Für den Flughafen oder für ein „Gewerbegebiet mit Landebahn“. Rund 75 sollen es gewesen sein, in den letzten zehn Jahren, die dafür, immer mit entsprechend großen Plänen, im Gespräch waren, aber wohl nie auch das entsprechend große Geld locker machen wollten oder konnten. Auch wenn die Cochstedt-Preise stetig fielen.
Zuletzt wurde Anfang 2009 gejubelt, nun endlich den endlos reichen Märchenprinzen aus Abu Dhabi gefunden und zum Kauf überredet zu haben. Für neun Millionen Euro sollte das kostenträchtige Sorgenkind der Magdeburger Landesregierung den Besitzer wechseln.
Bis zu diesem Zeitpunkt waren allerdings bereits 60 Millionen Euro Steuergelder in das Projekt, in Instrumentenlandesysteme, in den Ausbau der Start- und Landebahn und eben auch in den Erwerb der Konkursmasse geflossen.
Der Märchenprinz ließ sich erstmal Zeit und war wohl doch nicht so endlos reich. Im Frühjahr 2009 bat er um Zahlungsaufschub für zwei Jahre. Letztlich wurde nicht einmal die vereinbarte erste Rate in Höhe von einer Million Euro überwiesen. Das führte dazu, daß das Land Sachsen-Anhalt vom Kaufvertrag zurücktrat nun und wieder mit dem Sorgenkind Cochstedt allein war.
Nicht ganz ein Jahr später wird nun in Magdeburg wieder „Ende gut, alles gut“ geträllert und mit der Airport Development A/S der nächste Investor präsentiert. Für lediglich 1,5 Millionen Euro soll die dänische Aktiengesellschaft Cochstedt erwerben. Das ist ein Stück weg von noch neun Millionen im Vorjahr. Von der Differenz zu 60 Millionen Euro Investitionen des Landes, also um es klar zu sagen, von 58,5 Millionen verbranntem Steuergeld, mal ganz zu schweigen.
Der neue Hoffnungsträger Airport Development A/S bringe gute Erfahrungen in der Entwicklung von Flughäfen und Gewerbeflächen mit, sagte der sachsenanhaltinische Wirtschaftsminister Haseloff bei der Vorstellung des Deals.
Dies und wohl die Schlagerzeile „Dänen lügen nicht“ soll nun Hoffnung machen auf ein Happy-End.

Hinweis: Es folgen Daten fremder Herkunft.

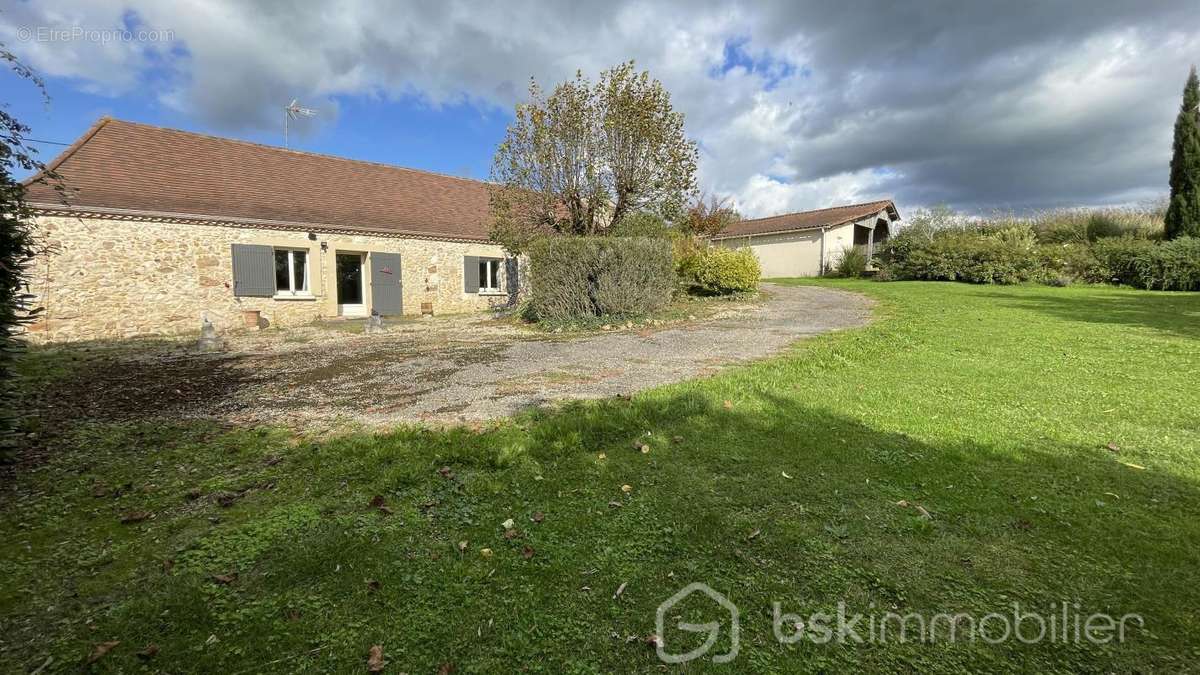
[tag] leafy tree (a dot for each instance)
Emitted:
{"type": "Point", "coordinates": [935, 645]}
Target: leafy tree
{"type": "Point", "coordinates": [16, 248]}
{"type": "Point", "coordinates": [1183, 211]}
{"type": "Point", "coordinates": [583, 157]}
{"type": "Point", "coordinates": [708, 216]}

Betrachtet man jedoch die Airport Development A/S etwas genauer, fällt auf, daß die Firma erst im Jahre 2007 von dänischen Immobilieninvestoren gegründet wurde. Anlaß war die Übernahme des Brandenburger Flugplatzes Neuhardenberg. Zu Zeiten der DDR war das der Militärflugplatz Marxwalde.
Neuhardenberg sei ihr erster Flugplatz, sagte im November 2007 Michael Agaled, einer der Dänen, der Märkischen Oderzeitung.

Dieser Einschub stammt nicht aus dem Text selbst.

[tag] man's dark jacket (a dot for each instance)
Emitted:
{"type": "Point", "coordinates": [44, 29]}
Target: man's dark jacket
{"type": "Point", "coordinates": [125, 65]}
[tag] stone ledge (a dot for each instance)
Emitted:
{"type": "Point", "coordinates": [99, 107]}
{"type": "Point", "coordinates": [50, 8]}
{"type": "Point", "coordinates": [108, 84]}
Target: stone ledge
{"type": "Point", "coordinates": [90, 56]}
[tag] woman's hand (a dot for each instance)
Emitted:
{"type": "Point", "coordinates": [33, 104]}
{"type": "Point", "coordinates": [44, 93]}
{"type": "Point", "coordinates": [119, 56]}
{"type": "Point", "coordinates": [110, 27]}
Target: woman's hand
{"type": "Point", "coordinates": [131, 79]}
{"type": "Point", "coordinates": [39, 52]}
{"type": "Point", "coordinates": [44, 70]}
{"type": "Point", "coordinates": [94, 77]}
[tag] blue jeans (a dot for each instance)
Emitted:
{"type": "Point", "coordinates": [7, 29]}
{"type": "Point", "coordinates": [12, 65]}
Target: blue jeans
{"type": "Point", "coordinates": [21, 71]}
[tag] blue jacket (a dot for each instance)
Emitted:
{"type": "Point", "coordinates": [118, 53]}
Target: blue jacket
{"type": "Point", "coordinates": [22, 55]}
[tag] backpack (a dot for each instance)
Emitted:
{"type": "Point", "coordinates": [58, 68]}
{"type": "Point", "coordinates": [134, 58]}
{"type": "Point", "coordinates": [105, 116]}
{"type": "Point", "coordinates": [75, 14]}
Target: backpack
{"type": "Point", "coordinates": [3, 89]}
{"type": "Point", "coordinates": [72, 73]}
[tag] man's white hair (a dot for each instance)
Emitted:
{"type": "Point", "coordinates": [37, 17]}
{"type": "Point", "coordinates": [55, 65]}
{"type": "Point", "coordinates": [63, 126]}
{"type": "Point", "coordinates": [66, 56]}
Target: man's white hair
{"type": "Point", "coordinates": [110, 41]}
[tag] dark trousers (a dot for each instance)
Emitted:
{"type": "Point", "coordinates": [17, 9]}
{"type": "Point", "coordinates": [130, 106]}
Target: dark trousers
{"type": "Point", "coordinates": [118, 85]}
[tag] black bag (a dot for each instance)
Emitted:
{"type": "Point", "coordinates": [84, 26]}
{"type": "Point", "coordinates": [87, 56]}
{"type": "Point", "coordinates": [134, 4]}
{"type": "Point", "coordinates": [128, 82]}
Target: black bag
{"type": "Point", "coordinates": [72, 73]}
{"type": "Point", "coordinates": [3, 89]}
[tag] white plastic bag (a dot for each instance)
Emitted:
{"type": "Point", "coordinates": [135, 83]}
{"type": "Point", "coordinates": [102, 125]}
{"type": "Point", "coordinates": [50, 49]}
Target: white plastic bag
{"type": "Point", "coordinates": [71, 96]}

Seitdem haben sie ihre „guten Erfahrungen“ offensichtlich noch mit dem Besitz des Verkehrslandeplatzes Fürstenwalde, der über zwei ca. 900 m lange Graspisten verfügt, vertieft.

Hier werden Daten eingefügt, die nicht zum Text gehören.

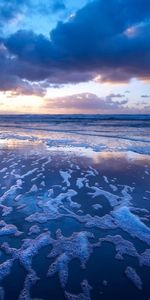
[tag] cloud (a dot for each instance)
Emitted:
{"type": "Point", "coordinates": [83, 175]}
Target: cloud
{"type": "Point", "coordinates": [145, 96]}
{"type": "Point", "coordinates": [108, 40]}
{"type": "Point", "coordinates": [87, 103]}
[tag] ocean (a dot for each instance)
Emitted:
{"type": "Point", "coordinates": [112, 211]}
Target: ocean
{"type": "Point", "coordinates": [74, 207]}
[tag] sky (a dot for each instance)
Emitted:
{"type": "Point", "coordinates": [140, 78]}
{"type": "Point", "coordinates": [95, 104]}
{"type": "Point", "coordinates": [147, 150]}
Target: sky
{"type": "Point", "coordinates": [74, 56]}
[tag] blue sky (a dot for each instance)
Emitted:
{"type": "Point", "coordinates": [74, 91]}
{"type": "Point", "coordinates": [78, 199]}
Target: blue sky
{"type": "Point", "coordinates": [75, 56]}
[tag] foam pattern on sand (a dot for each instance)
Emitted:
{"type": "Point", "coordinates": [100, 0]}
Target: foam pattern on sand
{"type": "Point", "coordinates": [69, 210]}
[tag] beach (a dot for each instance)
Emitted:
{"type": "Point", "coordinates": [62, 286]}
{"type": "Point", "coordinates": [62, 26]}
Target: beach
{"type": "Point", "coordinates": [75, 207]}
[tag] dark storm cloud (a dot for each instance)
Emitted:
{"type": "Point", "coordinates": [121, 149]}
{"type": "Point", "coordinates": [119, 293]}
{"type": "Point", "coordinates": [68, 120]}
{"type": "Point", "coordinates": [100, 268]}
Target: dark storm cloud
{"type": "Point", "coordinates": [110, 38]}
{"type": "Point", "coordinates": [9, 9]}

Geht also die Magdeburger Euphorie über die erfolgreiche Entsorgung eines Millionengrabes samt vollmundiger Verlautbarungen zu dessen Zukunft in blühenden Landschaften wiedermal etwas zu weit?
Über regelmässigen Flugbetrieb in Neuhardenberg war heute telefonisch von Anwohnern jedenfalls nichts zu erfahren.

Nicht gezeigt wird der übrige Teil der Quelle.